Furthermore, the assessment of the current health as worse than 12 previous months ago was relevant to the explanation of the variation in the occurrence of low HGS among men. Although self-assessment of health is an indicator of objective physical and mental health conditions, its use in HGS studies is unknown. However, parallel relations support the consideration of the variable and greater exploitation of its effects in different contexts [42]. It is worth mentioning that this study explored self-assessment with three distinct but correlated indicators, as well as the finding that self-assessment of health is a construct that differs between the sexes, with unequal health profiles of men and women being influenced by their perceptions [20].

Among women, in addition to reduced BMI, the presence of anemia and absence of diabetes were independently associated with increased chances of low HGS, altered WHR score, insomnia, and inadequate physical activity in displacement and/or occupational activity.

WHR is an indirect measure of central adiposity, and the accumulation of visceral fat is responsible for the concentration of inflammatory mediators that can result in sarcopenia and frailty, which may explain the association of altered WHR and reduced HGS among women [43].
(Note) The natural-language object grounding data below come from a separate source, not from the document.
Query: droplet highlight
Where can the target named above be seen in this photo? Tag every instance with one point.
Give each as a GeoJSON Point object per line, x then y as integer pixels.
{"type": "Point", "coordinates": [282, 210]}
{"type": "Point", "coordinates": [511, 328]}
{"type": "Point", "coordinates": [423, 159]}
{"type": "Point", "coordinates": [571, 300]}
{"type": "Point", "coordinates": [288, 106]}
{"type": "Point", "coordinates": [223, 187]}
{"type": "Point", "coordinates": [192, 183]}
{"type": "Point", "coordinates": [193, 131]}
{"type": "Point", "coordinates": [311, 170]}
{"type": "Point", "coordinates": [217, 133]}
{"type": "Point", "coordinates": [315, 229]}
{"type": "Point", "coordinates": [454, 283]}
Although insomnia was considered based on self-report, its association with low HGS finds resonance in other studies [44, 45], although it has presented a relation only among women. A recent study with middle-aged and older people demonstrated a quadratic relationship in which both reduced hours of sleep in both sexes and excessive sleep in women were associated with a steeper decline in HGS over four years of follow-up. One possible explanation on the relationship between sleep and HGS is in the circadian clock, where sleep hours and sleep quality act in musculoskeletal physiology, regulating and being influenced by sleep, by genetic mechanisms and inflammatory processes, which are also associated with loss of strength [45].
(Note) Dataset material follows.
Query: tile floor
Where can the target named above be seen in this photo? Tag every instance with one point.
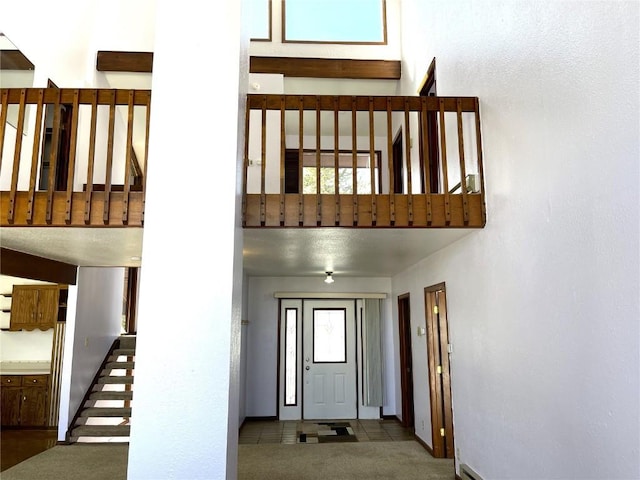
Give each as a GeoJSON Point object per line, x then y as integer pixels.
{"type": "Point", "coordinates": [273, 431]}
Among the limitations of the present research, it must be emphasized a possible attenuation of the associations due to the survival effect. Also, the punctual diagnosis of the diseases, both those defined by physical examinations, such as hypertension, and those resulting from clinical laboratory tests from blood dosage that could falsify results, was somehow mitigated by broad guidance on the protocols to carry out the examinations and evaluations. On the other hand, as a strong point of this study, it should be noted that its results are inferential to the older population of the capital of the state of Acre and that laboratory and clinical measures were used to define the diseases, which allowed to inform people who were unaware of the presence of certain diseases, either by limitation or lack of access to health services or even by a lack of awareness of the need for such care.

Conclusion

Factors associated with low HGS are not equal between the sexes. Among older men, low HGS was associated with low weight (BMI), anemia, diabetes, having a partner, having smoking history, negative self-assessment of current health compared to the previous 12 months, and dependence in ADL. Among older women, low HGS was associated with low weight (BMI), anemia, diabetes (surprisingly, a protective effect was observed here), altered waist-to-hip ratio, insomnia, and insufficient physical activity in displacement or occupational tasks.

The findings reinforce HGS as a health biomarker in older people of both sexes and support its use as a viable strategy which can easily be incorporated into both rehabilitation and primary health care, not only for the screening of the low strength as an indicator of health problems in older people but as a measure, along with other criteria, for monitoring health throughout life, thus allowing promising early intervention actions in disease prevention and health promotion.